I’m really grateful that I’ve been able to breastfeed Bastian. There have definitely been a few times that I’ve been ready to give up and call it quits, but we’ve managed to stick with it. I love the bond that he and I are able to share, and some of my favorite moments throughout the day are when I’m breastfeeding him. Being a parent comes with struggles and challenges that differ for each set of parents. One thing I knew I was committed to when I got pregnant, was breastfeeding. I know breastfeeding isn’t possible for everyone, and so I really do feel blessed that we’ve had a relatively issue-free breastfeeding experience so far.
Aside from a few random nursing strikes when Bastian started teething, the hardest part of breastfeeding has been nursing in public. I got a cute cover to use for when I was in public, but I was embarrassed even to pull that out to feed my child. I got plenty of weird stares even with the cover, and it made me dread feeding my baby in public. For a while, I would bring a bottle with us whenever we left the house, so I wouldn’t have to nurse him. That just wasn’t convenient, though, and so I stopped doing that.
A few weeks ago, I had a friend ask me how I gained the confidence to breastfeed in public. Bastian is almost five months old now, and if I need to feed him in public, I just feed him. I don’t bother with a cover, I just feed him.
Originally, this decision came from necessity. We were waiting to board our flight to Nashville a few months ago, and Bastian got really hungry and fussy. I had no idea where I’d packed my nursing cover. I didn’t want to walk him all the way to the lactation room while he was crying. So, I sat down, pulled down my shirt, and fed him. And no one said anything. No one got out their pitchforks or asked me to leave the airport.
While we were in Nashville, it was way too hot and humid to use my nursing cover. So, I just kept breastfeeding him without one. I realized that most people really didn’t care if I was breastfeeding.
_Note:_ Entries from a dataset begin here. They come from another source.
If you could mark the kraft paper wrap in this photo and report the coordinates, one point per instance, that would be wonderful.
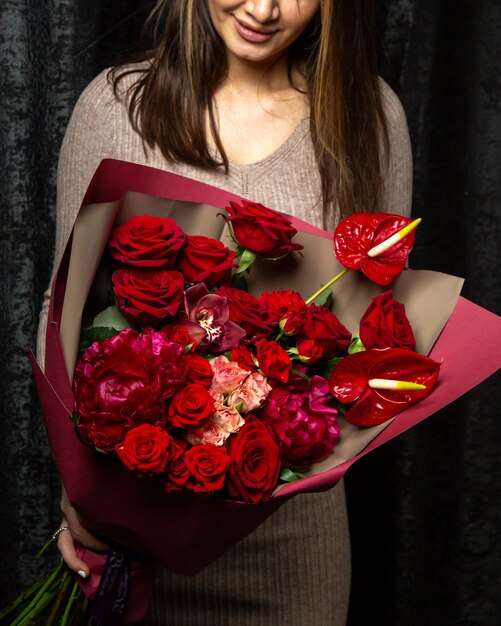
(186, 531)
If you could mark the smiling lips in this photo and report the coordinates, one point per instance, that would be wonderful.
(249, 34)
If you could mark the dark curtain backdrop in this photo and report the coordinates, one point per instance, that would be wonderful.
(425, 509)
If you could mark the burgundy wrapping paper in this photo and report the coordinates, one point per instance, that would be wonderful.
(186, 531)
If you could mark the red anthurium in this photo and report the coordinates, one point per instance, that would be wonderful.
(360, 378)
(360, 233)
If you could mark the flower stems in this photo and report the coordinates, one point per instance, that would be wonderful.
(327, 285)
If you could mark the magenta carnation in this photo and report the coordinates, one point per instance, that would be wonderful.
(301, 420)
(123, 382)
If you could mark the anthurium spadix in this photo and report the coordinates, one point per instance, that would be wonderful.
(380, 384)
(376, 243)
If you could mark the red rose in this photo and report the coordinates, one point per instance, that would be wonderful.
(285, 307)
(124, 381)
(178, 475)
(177, 333)
(385, 324)
(247, 312)
(326, 330)
(309, 350)
(273, 360)
(261, 230)
(206, 260)
(199, 370)
(145, 449)
(208, 464)
(243, 356)
(146, 241)
(192, 406)
(255, 465)
(147, 297)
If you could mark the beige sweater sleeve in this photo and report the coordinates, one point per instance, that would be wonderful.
(88, 140)
(398, 188)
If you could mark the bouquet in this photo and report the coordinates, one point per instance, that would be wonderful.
(265, 392)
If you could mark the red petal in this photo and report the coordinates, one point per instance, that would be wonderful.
(348, 379)
(375, 406)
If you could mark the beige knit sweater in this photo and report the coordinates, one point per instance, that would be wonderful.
(295, 569)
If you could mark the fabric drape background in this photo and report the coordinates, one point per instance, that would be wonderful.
(425, 509)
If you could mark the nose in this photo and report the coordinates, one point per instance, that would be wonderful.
(263, 10)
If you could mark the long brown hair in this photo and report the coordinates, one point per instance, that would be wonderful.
(337, 55)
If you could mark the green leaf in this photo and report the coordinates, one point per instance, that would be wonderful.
(111, 318)
(246, 260)
(89, 335)
(287, 475)
(238, 250)
(356, 344)
(324, 299)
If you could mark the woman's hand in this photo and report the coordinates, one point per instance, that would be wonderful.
(66, 540)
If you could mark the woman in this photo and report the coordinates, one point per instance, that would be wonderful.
(279, 101)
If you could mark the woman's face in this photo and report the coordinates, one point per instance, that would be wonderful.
(262, 30)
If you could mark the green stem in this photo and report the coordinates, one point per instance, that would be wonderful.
(60, 599)
(43, 603)
(23, 597)
(327, 285)
(67, 612)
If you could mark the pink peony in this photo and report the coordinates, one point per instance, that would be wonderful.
(301, 420)
(124, 381)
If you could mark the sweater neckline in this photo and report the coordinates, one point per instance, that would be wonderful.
(278, 154)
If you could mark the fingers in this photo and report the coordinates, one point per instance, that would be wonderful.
(77, 532)
(81, 534)
(66, 547)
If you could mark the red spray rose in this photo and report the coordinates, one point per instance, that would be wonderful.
(285, 307)
(360, 232)
(247, 312)
(243, 356)
(321, 326)
(208, 464)
(349, 382)
(145, 449)
(147, 242)
(206, 260)
(199, 370)
(178, 475)
(261, 230)
(273, 360)
(179, 334)
(255, 463)
(192, 406)
(124, 381)
(148, 297)
(385, 324)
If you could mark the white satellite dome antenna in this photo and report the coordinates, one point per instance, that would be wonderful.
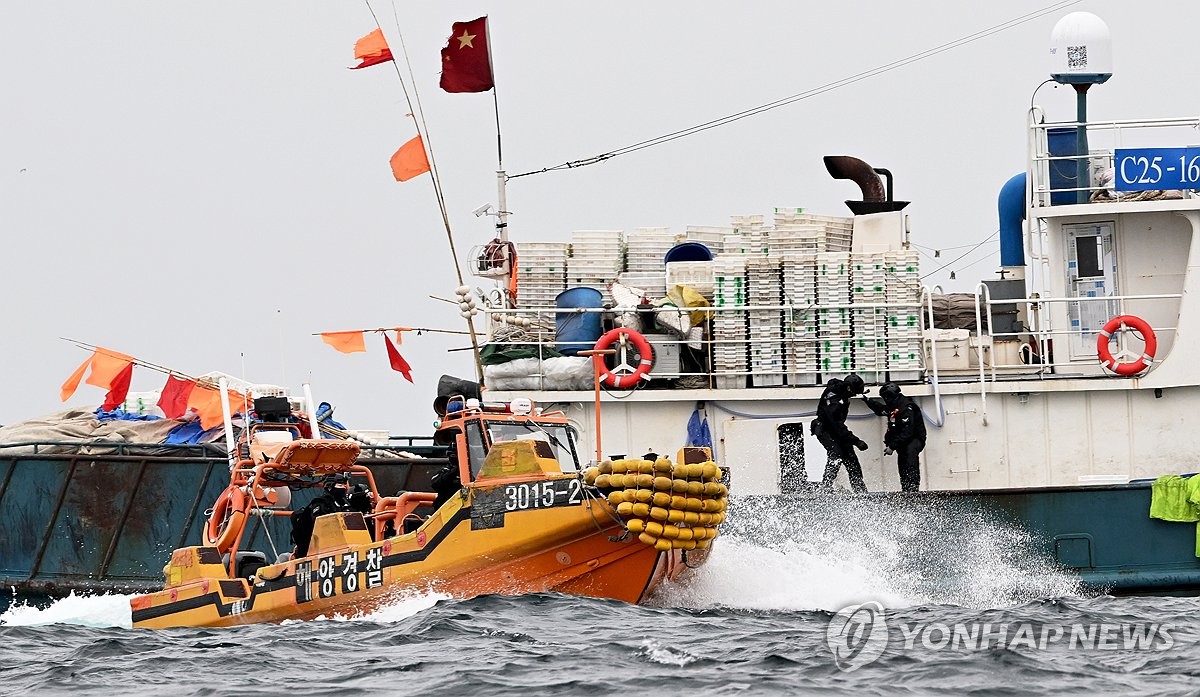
(1081, 56)
(1080, 49)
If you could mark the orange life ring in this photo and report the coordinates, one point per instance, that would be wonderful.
(221, 533)
(630, 376)
(1105, 353)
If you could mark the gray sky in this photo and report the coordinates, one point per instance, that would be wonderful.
(197, 182)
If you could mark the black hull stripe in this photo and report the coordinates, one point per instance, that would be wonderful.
(288, 581)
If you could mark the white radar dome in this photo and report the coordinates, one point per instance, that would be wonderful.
(1080, 49)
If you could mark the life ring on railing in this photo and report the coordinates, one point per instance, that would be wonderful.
(1105, 353)
(624, 376)
(220, 532)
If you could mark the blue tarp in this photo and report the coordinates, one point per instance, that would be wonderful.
(699, 436)
(123, 415)
(190, 433)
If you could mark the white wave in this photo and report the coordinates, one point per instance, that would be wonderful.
(400, 606)
(657, 653)
(93, 611)
(826, 554)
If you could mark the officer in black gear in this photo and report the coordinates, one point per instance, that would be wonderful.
(905, 434)
(831, 430)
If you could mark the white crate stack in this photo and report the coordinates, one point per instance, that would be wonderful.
(595, 260)
(903, 281)
(868, 288)
(765, 287)
(834, 317)
(541, 272)
(645, 251)
(735, 244)
(801, 329)
(712, 236)
(753, 229)
(827, 233)
(730, 329)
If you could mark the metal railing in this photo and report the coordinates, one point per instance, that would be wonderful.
(1103, 139)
There’s nothing wrong with nursing publicly. My son covers everything, and there really isn’t much skin showing. Yes, I’ve had people get upset that I’m nursing and I’ve had people leave or walk to the other side of the room when I’m nursing. To those people, I’m so sorry that me feeding my son offends you. I think we should normalize breastfeeding.
Once I realized that I didn’t care if anyone got uncomfortable by me breastfeeding, I got rid of my cover and nurse my baby in public whenever I want. I see no reason to cover up, and if anyone has a problem with it, they can look away. There’s nothing wrong with moms still choosing to cover while they nurse, but personally, I choose not to.